6 Gedanken zu „Ohne Urheberrecht sinkt die Qualität der Inhalte“

  1. nun, natuerlich sinkt ohne das Urheberrecht die Qualität, das ist ja aber auch ganz logisch. Jedoch sollte das Urheberrecht nicht, wie mittlerweile leider von einigen Abmahnanwälten Gang und Gebe, als Instrument gegen quasi-hilflose eingesetzt werden. Ein Urheberrecht soll den Kuenstler schuetzen, nicht unbeteiligte Handlangern einen neuen Porsche finanzieren.

  2. Grundsätzlich bin auch ich gegen Abmahnungen. Doch hängt mein Mitleid mit den Abmahn-Opfern von der Schwere des Rechtsverstoßes ab. Wer einfach ungefragt Texte z.B. anderer Blogs kopiert und sogar als seine Eigenen ausgibt, dem gestehe ich ehrlich gesagt kein Mitgefühl zu. Ganz im Gegenteil.

    Was deinen Kommentar angeht: Bitte in Zukunft deinen Namen/Nick angeben. Dann klappt es auch mit dem Backlink ;-)

  3. Es besteht, wie so oft, ein ethischer Widerspruch zwischen der gewünschten /notwendigen Kommerzialisierung und der freien Nutzbarkeit für Leser, bzw. Nutzer. Die immanente Gier, (oder auch vermeintliche Notwendigkeit) in kürzestmöglicher Zeit eine (eigene) Leistung zu erstellen, bringt viele dahin, schnell etwas zu kopieren.

    Permanente Schwierigkeiten der Urheberrechtschutzverfolgung liegen m. E. in der aufwändigen Verfolgung der Sache selbst. Wer hat schon die Möglichkeiten, ständig das Netz u./o. die Veröffentlichungen dahingehend zu prüfen.

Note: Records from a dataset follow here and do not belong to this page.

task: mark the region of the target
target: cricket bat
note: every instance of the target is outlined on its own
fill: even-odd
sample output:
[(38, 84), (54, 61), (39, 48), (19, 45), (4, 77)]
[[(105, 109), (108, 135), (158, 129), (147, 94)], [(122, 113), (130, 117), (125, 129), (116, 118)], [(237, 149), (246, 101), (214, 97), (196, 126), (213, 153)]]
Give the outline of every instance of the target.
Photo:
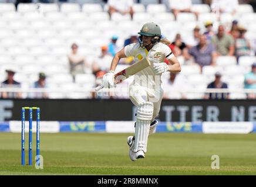
[[(123, 70), (119, 71), (113, 76), (114, 79), (114, 82), (116, 84), (121, 83), (123, 81), (125, 80), (129, 76), (135, 75), (140, 71), (144, 70), (144, 68), (148, 67), (150, 65), (150, 62), (149, 59), (144, 57), (135, 63), (133, 65), (129, 66), (129, 67), (125, 68)], [(103, 88), (102, 85), (99, 85), (96, 87), (95, 90), (96, 92), (99, 91), (100, 89)]]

  4. Urheberrechte müssen dem Menschen gebühren, sonst würden wir doch gar nicht mehr anerkennen, wenn ein Individuum der gesamten Gesellschaft hilft. Gerechter Lohn für gerechtes Wirken, es obliegt jedem, sich ebenfalls so sehr um die Gemeinschaft zu mühen, als dass dies dann gerechtermaßen urheberrechtlich geschützt wird. Ich denke, wir kämen in eine schlimme Zeit, wenn (geistiges) Eigentum nicht mehr geschützt wäre. Gerade das sollte am dringlichsten gewahrt werden.

  5. Ich stelle hierzu die Gegenthese auf: Die durchschnittliche Qualität von Kunstwerken steigt, wenn der Urheberschutz entfällt.

    Das hat einen einfachen Grund: All die, die nur um Geld zu verdienen schreiben oder Musik machen, fallen weg. Es bleiben die, die aus anderen, starken, inneren Gründen Kunstwerke schaffen. Und es sind diese anderen Gründe, die für die Qualität eines Kunstwerkes sehr viel entscheidender sind als die Höhe der finanziellen Entschädigung.

    Der moralische Schutz geistigen Eigentums – also das moralische Verbot des Plagiats, der Kopie ohne Quellenangabe – ist auch ohne Staat problemlos durchsetzbar. Guttenberg hat ja nicht gegen Copyright verstoßen, und ist trotzdem weg vom Fenster.

    Zum Patentrecht siehe auch meinen Blogartikel http://libertarian.blogsport.de/2011/10/19/patentrecht-ist-ein-verbrechen/

  6. “Ohne Urheberrecht sinkt die Qualität der Inhalte” — einen größeren Blödsinn gibt es wohl nicht!